Veranstaltung Cuxhaven, 12. Juli 2026

Mit Benjamin Guélat beginnt am Sonntag, 12. Juli 2026, in der St.-Petri-Kirche Cuxhaven die neue Saison der Internationalen Orgelmatineen. Unter dem Titel „Moonlight & Roses“ eröffnet der Schweizer Organist die Reihe mit romantischen und farbenreichen Klängen an der symphonischen Woehl-Orgel.

Konzertgenuss bei freiem Eintritt

Insgesamt stehen vier Konzerte von renommierten Organisten aus Deutschland und der Schweiz auf dem Programm. Sie beginnen jeweils sonntags um 10.44 Uhr und sind bei freiem Eintritt zu hören.
Zum Auftakt spielt der im schweizerischen Kanton Jura geborene Guélat anspruchsvolle Werke von Charles-Marie Widor, Edwin Lemare, Vincenzo Petrali, Johann Strauß und weiteren Komponisten. Das Programm setzt romantische Akzente und entfaltet die besondere Klangvielfalt der St.-Petri-Kirche.

Liturgie, Wort und Musik werden zur klanglichen Einheit

Einen idealen Klangraum für dieses Programm bietet die Woehl-Orgel der St.-Petri-Kirche. Das 1993 vom Marburger Orgelbauer Gerald Woehl fertiggestellte Instrument gilt als klassisch-symphonische Orgel und eignet sich in besonderer Weise für die Musik des 19. und 20. Jahrhunderts. Mit ihrer zentralen Aufstellung im Chorraum greift sie die ursprüngliche architektonische Konzeption der Kirche auf und verbindet Liturgie, Wort und Musik zu einer klanglichen Einheit.

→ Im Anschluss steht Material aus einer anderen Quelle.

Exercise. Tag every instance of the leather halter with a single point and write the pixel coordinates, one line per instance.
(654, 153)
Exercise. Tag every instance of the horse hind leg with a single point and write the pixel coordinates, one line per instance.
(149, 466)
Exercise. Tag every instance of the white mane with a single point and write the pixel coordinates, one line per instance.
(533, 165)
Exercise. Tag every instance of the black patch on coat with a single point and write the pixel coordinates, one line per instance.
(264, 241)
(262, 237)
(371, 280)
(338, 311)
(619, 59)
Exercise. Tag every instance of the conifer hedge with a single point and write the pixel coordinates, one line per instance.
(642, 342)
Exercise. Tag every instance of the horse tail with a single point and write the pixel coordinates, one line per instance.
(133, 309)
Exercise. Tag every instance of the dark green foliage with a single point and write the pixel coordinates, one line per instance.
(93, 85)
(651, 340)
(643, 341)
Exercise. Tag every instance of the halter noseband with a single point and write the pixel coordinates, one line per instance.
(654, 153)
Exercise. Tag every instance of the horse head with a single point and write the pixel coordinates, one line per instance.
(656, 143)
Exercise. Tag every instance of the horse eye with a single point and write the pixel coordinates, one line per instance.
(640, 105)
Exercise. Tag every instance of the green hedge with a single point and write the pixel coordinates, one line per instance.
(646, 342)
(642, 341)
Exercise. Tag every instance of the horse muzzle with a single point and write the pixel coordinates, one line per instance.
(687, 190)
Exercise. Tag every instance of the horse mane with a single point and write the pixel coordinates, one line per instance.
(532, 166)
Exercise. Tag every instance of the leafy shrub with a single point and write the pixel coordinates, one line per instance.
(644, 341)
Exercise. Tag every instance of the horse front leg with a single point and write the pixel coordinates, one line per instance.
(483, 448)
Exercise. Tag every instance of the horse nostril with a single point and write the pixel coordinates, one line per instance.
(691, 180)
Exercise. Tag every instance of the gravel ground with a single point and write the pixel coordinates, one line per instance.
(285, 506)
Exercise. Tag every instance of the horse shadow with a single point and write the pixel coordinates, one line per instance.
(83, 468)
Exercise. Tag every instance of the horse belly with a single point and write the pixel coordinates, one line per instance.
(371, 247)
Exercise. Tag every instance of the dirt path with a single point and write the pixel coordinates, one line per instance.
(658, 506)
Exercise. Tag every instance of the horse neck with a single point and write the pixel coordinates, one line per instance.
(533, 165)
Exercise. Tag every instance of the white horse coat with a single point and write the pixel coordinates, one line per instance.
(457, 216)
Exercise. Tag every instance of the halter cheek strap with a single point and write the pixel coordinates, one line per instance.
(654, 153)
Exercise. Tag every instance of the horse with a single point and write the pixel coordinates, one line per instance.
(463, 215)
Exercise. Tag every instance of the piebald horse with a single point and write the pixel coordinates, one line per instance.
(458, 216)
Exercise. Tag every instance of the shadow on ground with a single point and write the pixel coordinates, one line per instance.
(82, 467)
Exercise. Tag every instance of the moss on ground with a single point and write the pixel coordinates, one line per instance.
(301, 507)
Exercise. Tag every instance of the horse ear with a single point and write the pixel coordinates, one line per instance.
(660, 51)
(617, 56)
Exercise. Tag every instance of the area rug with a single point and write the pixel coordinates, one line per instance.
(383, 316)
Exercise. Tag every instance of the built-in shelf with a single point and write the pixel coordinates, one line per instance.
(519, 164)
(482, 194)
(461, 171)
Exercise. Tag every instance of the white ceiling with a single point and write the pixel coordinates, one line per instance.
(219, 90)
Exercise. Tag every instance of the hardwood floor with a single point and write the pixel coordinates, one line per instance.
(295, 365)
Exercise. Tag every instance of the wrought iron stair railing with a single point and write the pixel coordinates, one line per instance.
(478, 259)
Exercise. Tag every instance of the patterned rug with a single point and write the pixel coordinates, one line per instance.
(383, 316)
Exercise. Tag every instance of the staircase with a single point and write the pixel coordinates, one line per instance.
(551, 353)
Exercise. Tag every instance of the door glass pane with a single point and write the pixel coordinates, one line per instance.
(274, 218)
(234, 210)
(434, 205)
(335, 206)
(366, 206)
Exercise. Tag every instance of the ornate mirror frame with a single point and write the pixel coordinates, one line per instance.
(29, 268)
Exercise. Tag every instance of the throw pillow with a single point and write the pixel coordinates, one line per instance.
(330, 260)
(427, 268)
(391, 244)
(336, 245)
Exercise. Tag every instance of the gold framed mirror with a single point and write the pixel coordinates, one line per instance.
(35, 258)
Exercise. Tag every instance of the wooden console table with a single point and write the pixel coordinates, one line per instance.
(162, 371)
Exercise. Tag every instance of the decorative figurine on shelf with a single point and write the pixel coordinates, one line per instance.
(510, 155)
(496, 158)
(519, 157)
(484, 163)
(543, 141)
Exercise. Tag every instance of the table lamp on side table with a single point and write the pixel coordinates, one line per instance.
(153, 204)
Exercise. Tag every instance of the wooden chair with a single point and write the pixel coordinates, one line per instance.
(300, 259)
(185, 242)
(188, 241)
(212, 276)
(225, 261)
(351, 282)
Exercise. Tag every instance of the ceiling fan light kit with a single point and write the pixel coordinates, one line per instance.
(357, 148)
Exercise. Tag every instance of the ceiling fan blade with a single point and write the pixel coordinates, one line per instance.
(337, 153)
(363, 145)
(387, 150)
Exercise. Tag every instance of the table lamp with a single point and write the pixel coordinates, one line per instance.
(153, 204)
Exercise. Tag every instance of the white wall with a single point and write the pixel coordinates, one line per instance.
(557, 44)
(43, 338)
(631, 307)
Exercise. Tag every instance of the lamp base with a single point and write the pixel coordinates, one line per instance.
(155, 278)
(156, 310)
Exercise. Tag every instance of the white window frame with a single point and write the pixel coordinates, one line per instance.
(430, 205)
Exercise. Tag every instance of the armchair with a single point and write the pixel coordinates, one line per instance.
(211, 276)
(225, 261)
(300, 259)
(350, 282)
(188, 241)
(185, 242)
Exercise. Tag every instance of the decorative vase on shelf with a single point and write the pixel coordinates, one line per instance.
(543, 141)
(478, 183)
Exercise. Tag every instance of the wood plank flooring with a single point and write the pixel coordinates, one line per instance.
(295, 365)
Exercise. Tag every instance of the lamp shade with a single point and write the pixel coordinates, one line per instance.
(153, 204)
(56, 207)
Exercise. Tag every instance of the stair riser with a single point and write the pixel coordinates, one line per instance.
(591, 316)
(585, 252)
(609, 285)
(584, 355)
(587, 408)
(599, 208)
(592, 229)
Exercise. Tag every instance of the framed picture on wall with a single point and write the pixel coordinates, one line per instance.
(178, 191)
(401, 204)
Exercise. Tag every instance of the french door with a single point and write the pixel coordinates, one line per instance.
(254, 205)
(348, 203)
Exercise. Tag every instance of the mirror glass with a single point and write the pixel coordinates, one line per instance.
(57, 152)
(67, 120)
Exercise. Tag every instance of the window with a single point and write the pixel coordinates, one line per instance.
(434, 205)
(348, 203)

"Eines der außergewöhnlichsten Orgelprojekte Niedersachsens"

Die reiche Ausstattung mit differenzierten Zungenregistern und farbenreichen Labialstimmen ermöglicht eine außergewöhnlich große Klangpalette – von kraftvollem Fortissimo bis zu feinsten Pianissimo-Nuancen. Zugleich bildet die Woehl-Orgel einen spannenden Kontrast zu den historischen Orgeln der Nordseeküste. Orgelbauer Gerald Woehl bezeichnete das Instrument als eines der außergewöhnlichsten Orgelprojekte Niedersachsens zu Beginn der 1990er Jahre, da es Elemente des romantisch-französischen und romantisch-deutschen Orgelbaus miteinander verbindet.

Die nächsten Orgelmatineen in St. Petri (Beginn jeweils 10.44 Uhr, Eintritt frei):

  • 26. Juli: „L'Âme de Paris – Die Seele der Pariser Orgel“ – Jürgen Sonnentheil
  • 9. August: „Mit Mendelssohn unterwegs durch die Schweiz“ – Sacha Rüegg 
  • 23. August: „Mondschein und Glockenspiel – eine Lichtreise“ – Andreas Götz 

Zur Person

Benjamin Guélat, geboren 1978 im jurassischen Bure, ist seit 2017 Domorganist in Solothurn. Dort verantwortet er die Orgelmusik an der St.-Ursen-Kathedrale sowie in der Jesuitenkirche. Zuvor war er Organist an der Kirche Maria Krönung in Zürich-Witikon und an der Kirche Saint-Marcel in Delémont.

Master in historischer Improvisation

Seine musikalische Laufbahn begann mit Orgelunterricht bei Benoît Berberat in Porrentruy. Nach einem abgeschlossenen Mathematikstudium an der ETH Zürich widmete er sich ganz der Musik und studierte Orgel an der Musik-Akademie Basel bei Guy Bovet, Rudolf Lutz und Martin Sander. Dort erwarb er Lehr-, Konzert- und Solistendiplome sowie den Master in historischer Improvisation. Für das beste Orgeldiplom wurde ihm zweimal der Hans-Balmer-Preis verliehen.

Musikalische Begleitung von Stummfilmen

Als international gefragter Konzertorganist beherrscht Benjamin Guélat das klassische Orgelrepertoire aller Epochen und Stilrichtungen. Besondere Schwerpunkte seiner künstlerischen Arbeit sind die Stilimprovisation sowie die musikalische Begleitung von Stummfilmen.